Salas et al. [32] examined the convective heat transfer characteristics of metal foam sandwich panels with different foam thicknesses (6.4~25.4 mm). Increasing the foam thickness enhanced heat transfer, and the foam thickness and skeleton size were identified as the main factors affecting convective heat transfer. Kopanidis et al. [33] presented a simulation methodology for the flow and conjugated heat transfer at the pore scale of high-porosity open-cell metal foam. The work obtained the conjugated flow and temperature fields for two different foam pore densities under various conditions. The results were found to be in reasonable agreement with the experimental measurements. Laschet et al. [34] utilized a multiscale approach to predict the effective thermal conductivity and permeability of open-cell metal foams. Good agreement was observed between the effective thermal conductivities obtained at high temperatures by simulation and experiment. Ranut et al. [35] used X-ray tomography to perform a 3D reconstruction of the microstructure of an aluminum foam with three pore densities and used computational fluid dynamics (CFD) to investigate the flow and heat transfer characteristics of the foams. The effective thermal conductivity of the foam was found to be mainly affected by the thermal conductivity of the solid ligaments. Yu et al. [36] studied the flow and heat transfer performance of porous carbon foams at the cell pore scale and found that ε and the pore size of the foam remarkably affected the heat transfer performance of heat exchangers. Poureslami et al. [37] examined a pore-scale numerical simulation of the convection–conduction heat transfer and flow in open-cell metal foams with a three-dimensional multiple-relaxation time lattice Boltzmann code. The results showed that permeability was reduced by up to 70% as the PPI increased. The overall heat transfer coefficient of 40 PPI was, on average, 110% higher than that of 20 PPI. Panknahad et al. [38] reported a pore-scale conjugated heat transfer and flow study in high-porosity Voronoi metal foams using the multi-relaxation-time regularized lattice Boltzmann method. In the non-Darcy regime, the slope of the heat transfer coefficient vs. Reynolds number increased as the pore density increased and the porosity decreased.

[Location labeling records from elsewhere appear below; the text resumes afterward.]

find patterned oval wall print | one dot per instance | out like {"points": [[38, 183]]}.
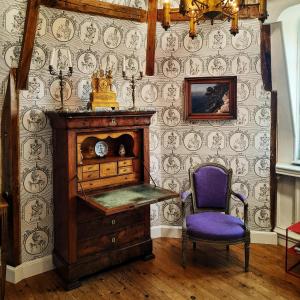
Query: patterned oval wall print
{"points": [[262, 167], [63, 29], [35, 210], [112, 36], [169, 41], [263, 116], [109, 62], [34, 148], [36, 241], [171, 140], [172, 184], [171, 67], [193, 66], [216, 140], [171, 164], [240, 166], [89, 32], [191, 161], [149, 92], [241, 65], [239, 141], [171, 212], [242, 40], [171, 91], [87, 62], [192, 141], [55, 90], [134, 39], [39, 58], [171, 116], [12, 55], [36, 89], [193, 45], [35, 181], [217, 66], [34, 120], [217, 39], [243, 91], [262, 191], [14, 19]]}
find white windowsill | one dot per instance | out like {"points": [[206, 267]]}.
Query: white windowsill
{"points": [[292, 170]]}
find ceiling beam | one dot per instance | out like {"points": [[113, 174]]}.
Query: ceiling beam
{"points": [[32, 14], [94, 7], [248, 12], [151, 34]]}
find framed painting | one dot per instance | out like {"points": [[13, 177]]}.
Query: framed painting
{"points": [[210, 98]]}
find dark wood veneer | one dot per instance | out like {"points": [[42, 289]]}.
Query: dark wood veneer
{"points": [[85, 240]]}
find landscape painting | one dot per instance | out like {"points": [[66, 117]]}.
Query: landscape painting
{"points": [[210, 97]]}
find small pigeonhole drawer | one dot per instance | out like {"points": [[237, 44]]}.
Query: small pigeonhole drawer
{"points": [[90, 168], [108, 169]]}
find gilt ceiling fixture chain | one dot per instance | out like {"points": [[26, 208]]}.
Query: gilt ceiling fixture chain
{"points": [[201, 10]]}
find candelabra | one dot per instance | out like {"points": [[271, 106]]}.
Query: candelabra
{"points": [[61, 77], [132, 80]]}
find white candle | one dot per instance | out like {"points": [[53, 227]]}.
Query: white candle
{"points": [[52, 57], [140, 65], [69, 59], [124, 69]]}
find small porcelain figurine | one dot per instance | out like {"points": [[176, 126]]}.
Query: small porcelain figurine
{"points": [[122, 151]]}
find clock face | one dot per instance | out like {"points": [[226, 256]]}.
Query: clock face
{"points": [[101, 148]]}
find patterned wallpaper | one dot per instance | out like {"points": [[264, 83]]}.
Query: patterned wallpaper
{"points": [[241, 144]]}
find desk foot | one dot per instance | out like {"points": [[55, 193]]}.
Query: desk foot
{"points": [[148, 257]]}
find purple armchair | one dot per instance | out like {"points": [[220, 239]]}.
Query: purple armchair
{"points": [[206, 210]]}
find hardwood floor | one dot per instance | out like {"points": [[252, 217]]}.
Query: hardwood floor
{"points": [[211, 273]]}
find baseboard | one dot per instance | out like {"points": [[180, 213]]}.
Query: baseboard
{"points": [[293, 237], [28, 269], [44, 264]]}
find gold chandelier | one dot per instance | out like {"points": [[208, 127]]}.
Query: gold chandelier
{"points": [[202, 10]]}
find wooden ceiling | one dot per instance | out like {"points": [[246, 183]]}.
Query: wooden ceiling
{"points": [[94, 7]]}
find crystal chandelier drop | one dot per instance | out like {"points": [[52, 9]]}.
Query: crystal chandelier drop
{"points": [[202, 10]]}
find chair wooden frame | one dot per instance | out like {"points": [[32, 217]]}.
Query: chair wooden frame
{"points": [[189, 206]]}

Alhusseny et al. [39] analyzed the distribution of the flow resistance and heat transfer coefficient in square channels partially filled with a metal foam for different filling rates, ε values, pore densities, and Re values (250~2000). Heat transfer was found to increase significantly as the filling rate and foam ε decreased or as Re increased. Du et al. [40] numerically investigated the conjugated heat transfer in a metal foam-filled double pipe. It was revealed that the proposed numerical model can effectively predict the heat transfer process in the double pipe heat exchanger. Sinn et al. [41] conducted µCT-based CFD simulations of open-cell ceramic foams with artificial heat sources and quantified the influence of superficial velocity, heat source intensity, and material on the temperature fields inside the foam. The proposed method provided the possibility to study thermal effects involving catalytic supports and offered valuable insight into heat transport mechanisms. Li et al. [42] employed two numerical approaches to study coupled radiation–convection in a rectangular channel filled with metal foam. The heat transfer efficiency was enhanced by increasing the pore density and decreasing the ε of the foam. Wang et al. [43] measured ΔP through tubes filled with stainless steel foams with the same ε and different pore densities (10, 30, and 70 PPI) under convective boundary conditions. The air flow velocity and pore density were found to significantly affect Nu at the inner wall.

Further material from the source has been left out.